The conversation on getting the girlchild free sanitary towels is one that has reverberated across nations. In Kenya, the idea of promoting the same is one that has been picked by government, corporates and organizations geared towards supporting females at large. In many nations, females have to spend money on sanitary towels during their monthly periods. Meaning every twelve months a year, they have to part with some money for these products.
Scotland has set the pace for the world becoming the first nation to provide sanitary towels for free. Its government passed a bill that would ensure free universal access to tampons, pads and other menstrual products, so as to contribute global movement against period poverty. The Period Products (Free Provision) Scotland bill was successfully passed without any opposition in its first stage.
“Women and girls are too often left behind in the political process. This is a chance to put them first and do something that is truly groundbreaking on gender equality. Menstruation is normal. Free universal access to tampons, pads and reusable options should be normal too,” said Monica Lennon who brought the bill forth last year.

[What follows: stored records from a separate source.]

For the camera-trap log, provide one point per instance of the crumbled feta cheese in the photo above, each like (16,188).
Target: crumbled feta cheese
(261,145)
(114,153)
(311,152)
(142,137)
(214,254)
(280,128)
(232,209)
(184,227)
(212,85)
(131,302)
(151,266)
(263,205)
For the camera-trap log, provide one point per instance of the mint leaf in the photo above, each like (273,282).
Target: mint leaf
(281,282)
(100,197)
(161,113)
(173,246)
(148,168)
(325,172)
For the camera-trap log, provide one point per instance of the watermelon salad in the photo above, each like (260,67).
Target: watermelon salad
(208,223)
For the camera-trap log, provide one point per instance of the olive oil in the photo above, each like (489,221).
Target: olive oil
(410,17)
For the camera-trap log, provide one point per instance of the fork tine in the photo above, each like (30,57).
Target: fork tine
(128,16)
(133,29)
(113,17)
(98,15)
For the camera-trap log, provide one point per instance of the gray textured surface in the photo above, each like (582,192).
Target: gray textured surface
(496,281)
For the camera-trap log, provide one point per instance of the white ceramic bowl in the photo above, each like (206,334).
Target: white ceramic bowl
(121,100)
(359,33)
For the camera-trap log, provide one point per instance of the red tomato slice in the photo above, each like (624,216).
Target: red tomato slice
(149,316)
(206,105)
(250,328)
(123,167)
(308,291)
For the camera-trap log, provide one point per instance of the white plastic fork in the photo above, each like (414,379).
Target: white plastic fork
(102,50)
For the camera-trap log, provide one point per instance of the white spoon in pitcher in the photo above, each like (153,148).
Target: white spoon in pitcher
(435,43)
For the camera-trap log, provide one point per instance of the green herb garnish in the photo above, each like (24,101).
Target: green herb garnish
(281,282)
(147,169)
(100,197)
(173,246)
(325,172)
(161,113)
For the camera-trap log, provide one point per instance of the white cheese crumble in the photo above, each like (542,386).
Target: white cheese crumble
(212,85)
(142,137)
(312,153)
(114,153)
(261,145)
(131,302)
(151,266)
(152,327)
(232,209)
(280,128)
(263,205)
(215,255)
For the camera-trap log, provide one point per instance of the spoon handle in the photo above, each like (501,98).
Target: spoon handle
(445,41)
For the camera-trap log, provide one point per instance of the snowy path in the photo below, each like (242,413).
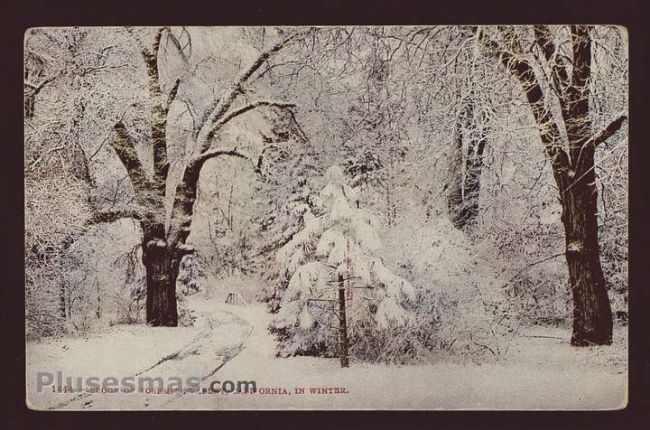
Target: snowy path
(218,336)
(232,343)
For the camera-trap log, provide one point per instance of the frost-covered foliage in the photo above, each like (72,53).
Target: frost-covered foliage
(340,244)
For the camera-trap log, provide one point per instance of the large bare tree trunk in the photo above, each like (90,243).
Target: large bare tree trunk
(573,166)
(464,187)
(163,248)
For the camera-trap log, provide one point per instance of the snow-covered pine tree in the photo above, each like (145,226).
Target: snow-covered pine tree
(342,240)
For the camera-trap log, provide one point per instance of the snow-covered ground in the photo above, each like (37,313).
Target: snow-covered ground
(231,342)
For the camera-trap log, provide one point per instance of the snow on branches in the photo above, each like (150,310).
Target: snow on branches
(339,244)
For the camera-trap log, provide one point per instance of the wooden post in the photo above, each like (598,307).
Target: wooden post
(343,327)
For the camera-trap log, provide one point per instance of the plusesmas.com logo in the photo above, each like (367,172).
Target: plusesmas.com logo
(59,383)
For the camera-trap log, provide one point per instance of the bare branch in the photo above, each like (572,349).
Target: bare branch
(248,107)
(112,216)
(218,109)
(123,145)
(608,131)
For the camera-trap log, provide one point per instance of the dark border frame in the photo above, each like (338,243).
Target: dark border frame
(21,15)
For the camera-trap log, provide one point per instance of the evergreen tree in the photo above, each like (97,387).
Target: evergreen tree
(340,242)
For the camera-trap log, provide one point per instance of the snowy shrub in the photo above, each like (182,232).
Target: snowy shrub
(460,308)
(341,244)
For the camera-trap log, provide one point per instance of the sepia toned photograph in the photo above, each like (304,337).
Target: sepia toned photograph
(326,217)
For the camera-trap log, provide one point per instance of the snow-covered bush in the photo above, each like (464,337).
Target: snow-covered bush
(340,244)
(460,307)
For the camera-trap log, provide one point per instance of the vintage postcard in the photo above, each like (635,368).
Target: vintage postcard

A 2017 survey by Plan International UK revealed that one in every ten girls in the UK cannot afford sanitary towels and that nearly half of all girls aged 14 to 21 are embarrassed by their periods, while about half had missed an entire day of school because of them.
Last year the Scottish government rolled out a program to ensure that students in schools, colleges and universities across the countries would be able to access sanitary products for free. The bill seeks to tackle period poverty, the stigma around menstruation and the impact that periods have on education.